I had the same question some time ago, and I did not find a built-in operator that does just that. So I wrote my own, which I called Latest
. It is not trivial to implement, but found it to be very useful in my current project.
It works as follows: while the observer is busy processing the previous notification (on his own thread, of course), he queues the last up to n notifications (n> = 0) and the OnNext
observer as soon as he is idle. So:
Latest(0)
: watch only items arriving during user downtimeLatest(1)
: always keep the latestLatest(1000)
(for example): Usually handle all the elements, but if something is stuck on the line, skip rather than get an OutOfMemoryException
Latest(int.MaxValue)
: never miss an element, but a load balance between producer and consumer.
Thus, your code will look like this: stream.Latest(1).Select(SlowFunction).Subscribe(printfn "%A")
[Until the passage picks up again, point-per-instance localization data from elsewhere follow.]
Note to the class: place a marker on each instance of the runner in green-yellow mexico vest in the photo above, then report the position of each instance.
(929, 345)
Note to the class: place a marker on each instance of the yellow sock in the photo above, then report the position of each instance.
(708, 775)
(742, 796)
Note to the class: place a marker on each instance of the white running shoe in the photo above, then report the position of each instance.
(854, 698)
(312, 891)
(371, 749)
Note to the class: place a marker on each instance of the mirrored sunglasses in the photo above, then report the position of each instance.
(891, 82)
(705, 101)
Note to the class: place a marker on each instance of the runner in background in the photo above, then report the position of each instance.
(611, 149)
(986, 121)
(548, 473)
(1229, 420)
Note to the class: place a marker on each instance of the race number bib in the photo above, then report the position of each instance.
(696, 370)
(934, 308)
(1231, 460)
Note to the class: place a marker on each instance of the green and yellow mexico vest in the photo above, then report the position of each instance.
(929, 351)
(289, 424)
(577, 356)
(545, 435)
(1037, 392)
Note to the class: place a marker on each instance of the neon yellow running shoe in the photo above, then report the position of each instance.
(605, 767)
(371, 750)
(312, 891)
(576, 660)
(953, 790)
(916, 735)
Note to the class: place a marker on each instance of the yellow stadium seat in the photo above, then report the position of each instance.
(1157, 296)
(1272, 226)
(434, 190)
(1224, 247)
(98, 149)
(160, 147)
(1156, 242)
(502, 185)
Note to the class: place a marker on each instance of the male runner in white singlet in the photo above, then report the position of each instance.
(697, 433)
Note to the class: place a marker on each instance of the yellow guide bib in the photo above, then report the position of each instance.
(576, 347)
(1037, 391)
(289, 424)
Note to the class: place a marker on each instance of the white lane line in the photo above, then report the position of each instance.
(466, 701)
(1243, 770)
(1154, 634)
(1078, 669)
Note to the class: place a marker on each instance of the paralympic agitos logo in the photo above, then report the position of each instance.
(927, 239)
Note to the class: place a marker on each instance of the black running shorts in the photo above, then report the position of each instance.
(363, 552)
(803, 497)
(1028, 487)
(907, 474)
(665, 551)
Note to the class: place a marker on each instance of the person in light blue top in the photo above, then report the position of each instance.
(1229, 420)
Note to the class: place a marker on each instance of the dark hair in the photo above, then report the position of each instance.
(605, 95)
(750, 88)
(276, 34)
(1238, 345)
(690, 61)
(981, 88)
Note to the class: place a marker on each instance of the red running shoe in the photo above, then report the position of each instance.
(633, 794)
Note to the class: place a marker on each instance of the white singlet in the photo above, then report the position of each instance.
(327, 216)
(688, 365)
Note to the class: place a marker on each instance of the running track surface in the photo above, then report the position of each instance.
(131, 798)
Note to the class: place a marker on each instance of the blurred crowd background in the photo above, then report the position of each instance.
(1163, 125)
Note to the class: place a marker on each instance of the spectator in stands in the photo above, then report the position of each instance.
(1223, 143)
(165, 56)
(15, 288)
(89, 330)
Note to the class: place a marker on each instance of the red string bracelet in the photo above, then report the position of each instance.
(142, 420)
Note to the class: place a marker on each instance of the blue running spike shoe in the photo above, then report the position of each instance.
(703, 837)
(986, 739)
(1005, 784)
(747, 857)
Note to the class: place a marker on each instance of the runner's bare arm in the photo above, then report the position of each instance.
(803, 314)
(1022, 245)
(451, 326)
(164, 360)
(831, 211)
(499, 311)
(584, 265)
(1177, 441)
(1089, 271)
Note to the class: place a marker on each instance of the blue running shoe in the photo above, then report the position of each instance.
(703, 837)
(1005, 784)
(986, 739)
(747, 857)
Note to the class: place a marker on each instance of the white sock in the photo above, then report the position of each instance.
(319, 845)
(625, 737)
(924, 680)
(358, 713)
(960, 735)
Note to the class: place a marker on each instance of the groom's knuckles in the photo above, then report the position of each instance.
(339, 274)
The signature is as follows:
/// <summary> /// Avoids backpressure by enqueuing items when the <paramref name="source"/> produces them more rapidly than the observer can process. /// </summary> /// <param name="source">The source sequence.</param> /// <param name="maxQueueSize">Maximum queue size. If the queue gets full, less recent items are discarded from the queue.</param> /// <param name="scheduler">Optional, default: <see cref="Scheduler.Default"/>: <see cref="IScheduler"/> on which to observe notifications.</param> /// <exception cref="ArgumentNullException"><paramref name="source"/> is null.</exception> /// <exception cref="ArgumentOutOfRangeException"><paramref name="maxQueueSize"/> is negative.</exception> /// <remarks> /// A <paramref name="maxQueueSize"/> of 0 observes items only if the subscriber is ready. /// A <paramref name="maxQueueSize"/> of 1 guarantees to observe the last item in the sequence, if any. /// To observe the whole source sequence, specify <see cref="int.MaxValue"/>. /// </remarks> public static IObservable<TSource> Latest<TSource>(this IObservable<TSource> source, int maxQueueSize, IScheduler scheduler = null)
The implementation is too large to publish here, but if anyone is interested, I would gladly share it. Let me know.